February 5, 2024, 10:00 am - 11:00 am

Bill Moore Student Success Center, Clary Theatre

Join us for a public lecture on "A Humanist in the World of Genomics: Privacy, Big Data, and Science Policy" by Jay Clayton, professor of cinema and media arts, and communication of science, engineering, and technology at Vanderbilt, and director of the Vanderbilt Curb Center for Art, Enterprise, and Public Policy.

How can humanists successfully compete for NIH funding? What roles can the humanities play in the public sphere? How can we influence public policy around issues ranging from genomics and neuroscience to AI and the environment? Drawing on his experience as site-PI on two collaborative NIH grants totaling more than $8 million, as former director of a center focused on the role of the arts in shaping public policy, as a participant in projects with the National Academy of Medicine, Personal Genome Project, and Broad Institute, and author of Literature, Science, and Public Policy: From Darwin to Genomics (Cambridge, 2023)Jay Clayton will outline answers that have worked at his institution and other universities.
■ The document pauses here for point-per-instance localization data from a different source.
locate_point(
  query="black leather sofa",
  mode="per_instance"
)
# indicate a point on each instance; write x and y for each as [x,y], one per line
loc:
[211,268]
Open to all students, staff, and faculty. Co-sponsored by the Schools of Literature, Media, and Communication; Modern Languages; and Public Policy. RSVP required. 

About Jay Clayton

His most recent book with Cambridge UP, Literature, Science, and Public Policy: From Darwin to Genomics, "shows how literature can influence public policy concerning scientific controversies in genetics and other areas. Literature brings unique insights to issues involving cloning, GMOs, gene editing, and more by dramatizing their full human complexity. Literature's value for public policy is demonstrated by striking examples that range from the literary response to evolution in the Victorian era through the modern synthesis of evolution and genetics in the mid-twentieth century to present-day genomics. Outlining practical steps for humanists who want to help shape public policy, this book offers vivid readings of novels by H. G. Wells, H. Rider Haggard, Aldous Huxley, Robert Heinlein, Octavia Butler, Samuel R. Delany, David Mitchell, Margaret Atwood, Ian McEwan, Kazuo Ishiguro, Gary Shteyngart, and others that illustrate the important insights that literary studies can bring to debates about science and society.    

Other recent work includes empirical research on the relationship between movies and TV series and public policy debates, for example, attitudes towards genetics.